Housing: A comment was raised during the meeting that the report did not reference Housing. It was suggested that more recommendations will come out of this piece of work, however these are the findings identified within the allocated timeframe.
Funding bid: The Consultation in Public Health confirmed that the team at Leicester University are preparing a bid entitled the South Wigston Community research project. She also stated that we should be mindful that whilst Oadby has the most affluent areas, there are pockets of deprivation within Oadby, it is not just Wigston and South Wigston.
Primary Care Networks: Dr Varakantam provided information about the new Primary Care Networks (PCN) being introduced, to tackle health inequalities (population health), which will need time to bed-in.
Transport: A Member confirmed that the Council has tried to negotiate with Arriva for many years; however there is little demand for the service by users in South Wigston, and hence not commercially viable. ‘Arriva Click’ was also mentioned, particularly how this service was being delivered in Leicestershire. The head of Community & Wellbeing confirmed that this service was connected to the new Lubbesthorpe housing development, in lieu of there being no public transport available in the area. It was confirmed that there is a community transport scheme run by the Oadby and Wigston Community Action Partnership, with moderate charges. However a number of attendees stated, that rather than providing transport from South Wigston to the Oadby area, increasing access to services in South Wigston was important, not encouraging them out of the area. Access to facilities for individuals (community centres, halls and schools) in the area is key to ascertain how they can assist with engagement, and regenerating the community from grass roots upwards by brining public and volunteer sector together to bring about change is also key.

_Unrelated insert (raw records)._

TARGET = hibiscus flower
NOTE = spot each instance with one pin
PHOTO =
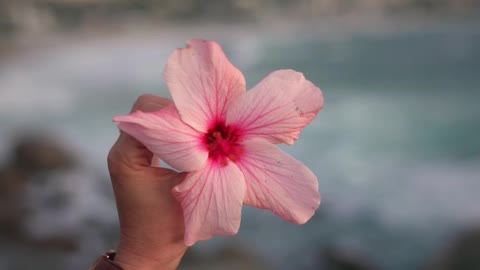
(224, 138)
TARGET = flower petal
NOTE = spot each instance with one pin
(278, 182)
(164, 133)
(277, 108)
(202, 82)
(211, 200)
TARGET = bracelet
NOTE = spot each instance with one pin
(105, 262)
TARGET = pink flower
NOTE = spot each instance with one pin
(225, 137)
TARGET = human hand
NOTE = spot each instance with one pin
(151, 221)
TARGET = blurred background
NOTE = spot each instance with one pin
(396, 148)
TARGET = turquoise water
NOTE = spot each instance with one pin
(396, 147)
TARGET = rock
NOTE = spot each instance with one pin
(232, 258)
(12, 210)
(463, 253)
(38, 154)
(31, 157)
(338, 259)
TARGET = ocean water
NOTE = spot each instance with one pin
(396, 148)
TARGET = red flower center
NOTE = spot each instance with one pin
(222, 143)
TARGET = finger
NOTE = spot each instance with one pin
(129, 151)
(150, 103)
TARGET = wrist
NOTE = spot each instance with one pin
(133, 255)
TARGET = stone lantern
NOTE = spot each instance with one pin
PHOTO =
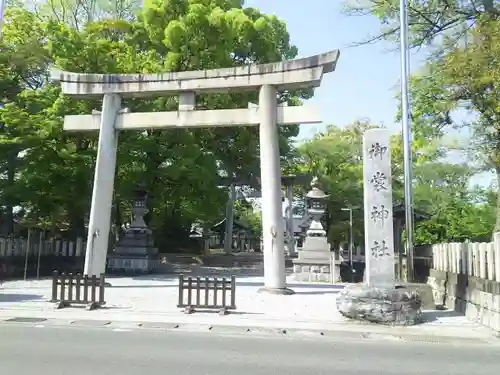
(135, 251)
(316, 208)
(315, 261)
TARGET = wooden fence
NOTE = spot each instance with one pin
(470, 258)
(38, 256)
(37, 245)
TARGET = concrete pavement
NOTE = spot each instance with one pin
(81, 351)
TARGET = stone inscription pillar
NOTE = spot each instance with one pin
(102, 193)
(379, 237)
(272, 221)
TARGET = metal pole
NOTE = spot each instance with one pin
(28, 245)
(2, 11)
(406, 124)
(351, 240)
(40, 244)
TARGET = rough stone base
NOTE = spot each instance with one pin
(278, 291)
(392, 304)
(316, 273)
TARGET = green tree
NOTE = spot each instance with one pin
(441, 189)
(464, 79)
(180, 168)
(427, 19)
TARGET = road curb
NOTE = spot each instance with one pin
(344, 331)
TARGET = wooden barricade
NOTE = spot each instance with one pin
(203, 293)
(69, 289)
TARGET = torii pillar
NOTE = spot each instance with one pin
(267, 78)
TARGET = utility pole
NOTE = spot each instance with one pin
(2, 11)
(407, 137)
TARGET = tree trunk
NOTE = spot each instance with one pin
(497, 223)
(11, 173)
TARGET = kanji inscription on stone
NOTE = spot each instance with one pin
(379, 238)
(377, 151)
(379, 181)
(379, 249)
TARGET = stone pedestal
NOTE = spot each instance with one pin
(395, 304)
(135, 252)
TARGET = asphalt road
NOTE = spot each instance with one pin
(29, 350)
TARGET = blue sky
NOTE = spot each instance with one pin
(366, 81)
(367, 77)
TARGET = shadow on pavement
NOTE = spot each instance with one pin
(19, 297)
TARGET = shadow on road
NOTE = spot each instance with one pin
(6, 297)
(432, 316)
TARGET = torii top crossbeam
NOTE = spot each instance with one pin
(305, 72)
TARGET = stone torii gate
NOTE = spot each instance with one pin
(267, 78)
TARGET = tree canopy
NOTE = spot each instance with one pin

The locality manager of the Children and Family Wellbeing Services, confirmed that Leicestershire County Council closed the Children’s Centre at the Bobbin Factory in South Wigston, as part of their cost cutting exercise. It is also worth noting that individuals in South Wigston are not interested in crossing the bridge from to Wigston, therefore the provision of services in South Wigston is important.
Tribe App: The Consultation in Public Health mentioned the Tribe App, which is a volunteering app which could be used as a community catalyst, where volunteers can link up people to drive forward community capacity. The Local Area Coordinator (LAC) for South Wigston is involved in this initiative. The LAC for Wigston confirmed that Rutland set up a Good Neighbourhood scheme in relation to transport, and helping individuals travel to places where they volunteer to do jobs, such as grass cutting.
Communication: Those in Wigston and South Wigston should know about the statistics, particularly young people and how they can change what they are doing. Updating and informing the South Wigston Ward Councillors was key, in order that they can help aid this behavioural change amongst residents.
Education: There is a need to engage with the youth from an early age in school settings - good healthy behaviours; less smoking/drinking is the message. The first 1000 days is paramount (from pregnancy to a child’s 2nd birthday). The school Academy status was also mentioned, which should be driven forwards. The School Sports Partnership Manager confirmed Primary schools have access to the Pupil Premium Grant which can be as much as £18,000 per school, this is additional funding for publicly funded schools in England to improve the academic outcomes of their pupils. The key issue is engaging with Secondary Schools who have limited funding. The libraries have also struggled to engage with Secondary Schools. The School Sports Partnership Manager confirms he sits on the Secondary School Head Teachers group and will take this information to the next meeting.
Support: There are various organisations providing support in the area e.g. Senior Citizens group who hold various events at local venues such as the Salvation Army. Helping Hands which provides advice and signposting support, and the Cedar Centre who delivers mental health recovery support.
Making Every Contact Count (MECC) was developed by Public Health England. It is a holistic behaviour change approach that utilises day to day interactions that organisation and people have with other people to encourage changes in behaviour that have a positive effect on the health and wellbeing of individuals, communities and populations.
First Contact Plus is an information and advice services for self-referrals or referrals from a health professional/ individual or organisation. It is delivered by Leicestershire County Council, in partnership with GPs, the Police, health organisations, voluntary groups and social care departments, and local Councils working together to make access to services much easier. Both MECC and First Contact Plus need to be promoted and embedded more by all organisations.